Opep+ amplia oferta em 188 mil bpd e sinaliza ajuste gradual na produção

Sete países membros da Opep+ realizaram uma reunião virtual neste domingo para revisar as condições do mercado global de energia e deliberar sobre a política de produção do grupo. Participaram do encontro Arábia Saudita, Rússia, Iraque, Kuwait, Casaquistão, Argélia e Omã — algumas das principais economias produtoras de petróleo do mundo.

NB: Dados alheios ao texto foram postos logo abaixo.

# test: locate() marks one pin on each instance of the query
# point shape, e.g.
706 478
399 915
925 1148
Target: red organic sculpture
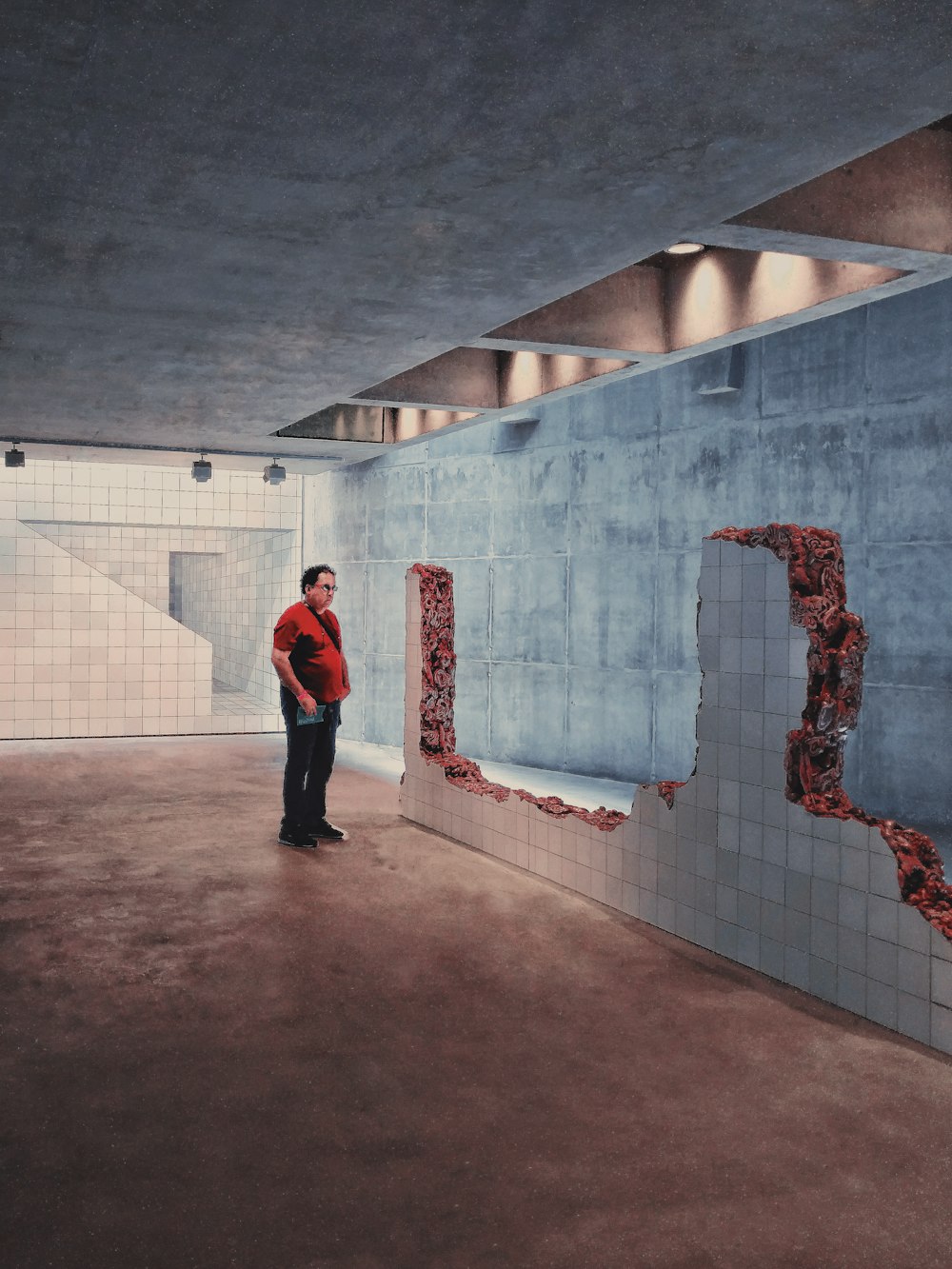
437 734
814 757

Ao final da reunião, as nações decidiram implementar um aumento de 188 mil barris por dia (bpd) na produção conjunta a partir de junho de 2026. A medida representa mais um passo na retomada gradual dos volumes que haviam sido cortados pelo grupo nos últimos anos como resposta às oscilações da demanda global.

De acordo com o comunicado oficial divulgado após o encontro, a retomada desses volumes não é definitiva. O grupo ressaltou que a produção adicional pode ser mantida, pausada ou revertida de forma gradual, a depender da evolução das condições de mercado. A declaração reforça a postura cautelosa que a aliança tem adotado diante de um cenário de incertezas geopolíticas e de demanda ainda volátil.

Os países reafirmaram também a importância de manter total flexibilidade na condução da política de produção, inclusive para reverter ajustes voluntários que haviam sido implementados em novembro de 2023. A mensagem reforça que o grupo pretende agir de forma reativa às dinâmicas do mercado, sem comprometimentos rígidos de longo prazo.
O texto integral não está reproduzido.